Das ArbG Siegburg hat die Klage mit Urteil vom 19.11.2014 (4 Ca 981/14) als unbegründet abgewiesen. Das LAG Köln hat dagegen gerichtete Berufung mit Urteil vom 08.07.2016 (9 Sa 14/16) zurückgewiesen und die Revision zugelassen. Das BAG hat die Revision zurückgewiesen.

Wesentliche Aussagen der Entscheidung

Die im Betriebsrentengesetz geregelte Entgeltumwandlung dient dazu, den Lebensstandard des Arbeitnehmers im Alter zumindest teilweise abzusichern. Mit dieser Zwecksetzung wäre es nicht vereinbar, wenn der Arbeitnehmer vom Arbeitgeber verlangen könnte, die Direktversicherung lediglich deshalb zu kündigen, um dem versicherten Arbeitnehmer die Möglichkeit zu verschaffen, das für den Versorgungsfall bereits angesparte Kapital für den Ausgleich von Schulden zu verwenden. Deshalb hat der Kläger hat kein schutzwürdiges Interesse an der begehrten Kündigung.
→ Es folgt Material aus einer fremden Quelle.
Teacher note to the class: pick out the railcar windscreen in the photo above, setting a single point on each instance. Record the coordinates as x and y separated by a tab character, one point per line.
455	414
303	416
Folgerungen aus der Entscheidung

Im Fall einer Versorgungszusage im Durchführungsweg der Direktversicherung ist Versicherungsnehmerin die Arbeitgeberin. Der Arbeitnehmer ist nur insoweit beteiligt, als sein Leben das versicherte Risiko und er (un)widerruflich bezugsberechtigt ist. Ein Anspruch auf Kündigung des Direktversicherungsvertrags kann sich damit nur als vertragliche Nebenpflicht des Arbeitsverhältnisses ergeben. Hierzu bedarf es einer umfassenden Interessenabwägung.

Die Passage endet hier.